Scientists have been interested in this phenomenon and have suspected that it is silicate weathering that performs a great role in regulating the planet’s carbon cycle.
The term “silicate weathering” points to a geological process through which the gradual and steady weathering of the silicate rocks results in chemical reactions that in turn draw carbon dioxide out of the atmosphere and into ocean sediments. The process thus thereby traps the gas in rocks.
The silicon weathering mechanism may be responsible for offering a robust, geologically constant force in keeping the global temperatures and carbon dioxide at optimum levels.
However, scientists still lack direct evidence for the theory.
Scientists from Massachusetts Institute of Technology (MIT), US, confirm the presence of stabilizing feedback, the mechanism of which is possibly silicate weathering. This has been explained in the study published in the Journal Science Advances.

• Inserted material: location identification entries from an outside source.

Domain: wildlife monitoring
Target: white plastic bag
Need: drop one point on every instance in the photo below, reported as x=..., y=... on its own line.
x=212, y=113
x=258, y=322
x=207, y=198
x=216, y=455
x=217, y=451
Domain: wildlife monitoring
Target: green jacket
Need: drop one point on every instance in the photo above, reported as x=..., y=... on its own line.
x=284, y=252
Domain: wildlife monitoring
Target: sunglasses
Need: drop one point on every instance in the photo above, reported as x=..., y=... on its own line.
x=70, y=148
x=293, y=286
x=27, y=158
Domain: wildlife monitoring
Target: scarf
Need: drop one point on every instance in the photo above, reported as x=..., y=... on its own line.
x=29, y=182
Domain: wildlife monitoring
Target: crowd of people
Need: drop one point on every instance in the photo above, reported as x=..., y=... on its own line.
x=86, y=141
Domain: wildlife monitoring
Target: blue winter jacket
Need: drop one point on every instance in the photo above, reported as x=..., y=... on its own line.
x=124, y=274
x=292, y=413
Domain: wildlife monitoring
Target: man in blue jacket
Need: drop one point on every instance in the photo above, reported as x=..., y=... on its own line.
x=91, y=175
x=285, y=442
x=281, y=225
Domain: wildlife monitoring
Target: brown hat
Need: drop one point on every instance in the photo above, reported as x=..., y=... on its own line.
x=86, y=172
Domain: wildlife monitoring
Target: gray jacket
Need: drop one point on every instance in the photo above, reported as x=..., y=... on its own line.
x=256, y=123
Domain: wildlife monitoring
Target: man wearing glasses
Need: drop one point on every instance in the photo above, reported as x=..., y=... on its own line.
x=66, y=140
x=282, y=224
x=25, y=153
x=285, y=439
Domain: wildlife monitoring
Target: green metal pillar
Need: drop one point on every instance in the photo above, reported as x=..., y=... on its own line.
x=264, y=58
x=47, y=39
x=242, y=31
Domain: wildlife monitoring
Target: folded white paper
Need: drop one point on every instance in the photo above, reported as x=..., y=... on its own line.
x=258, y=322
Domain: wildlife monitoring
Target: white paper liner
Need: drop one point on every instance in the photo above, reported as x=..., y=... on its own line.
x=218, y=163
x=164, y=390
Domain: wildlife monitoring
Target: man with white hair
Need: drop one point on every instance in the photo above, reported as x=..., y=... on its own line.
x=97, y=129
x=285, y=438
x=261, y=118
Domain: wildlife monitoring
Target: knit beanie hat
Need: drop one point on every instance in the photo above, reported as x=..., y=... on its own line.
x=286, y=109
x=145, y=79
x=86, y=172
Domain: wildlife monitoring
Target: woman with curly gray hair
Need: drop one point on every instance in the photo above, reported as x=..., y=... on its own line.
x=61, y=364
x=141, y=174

What does the stabilizing feedback tell?
The stabilizing feedback talks about the ways in which the planet has sustained to be habitable through massive climate changes in the history of the geology on the planet.
What do the authors of the study say?
Constantin Arnscheidit, the author of the study, said, “On the one hand, it’s good because we know that today’s global warming will eventually be canceled out through this stabilizing feedback. But on the other hand, it will take hundreds of thousands of years to happen, so not be fast enough to solve our present-day issues. ”
The idea has not been extremely novel. Even before, scientists had a hint of the existence of a climate-stabilizing effect in the planet’s carbon cycle. The evidence? Well, ancient rocks have always been helpful. When chemical analysis of these ancient rocks had been done, it was found that the flow, or the flux, of carbon in and out of the planet’s surface environment, has sustained to be relatively stable and balanced, despite dramatic changes in the global temperature.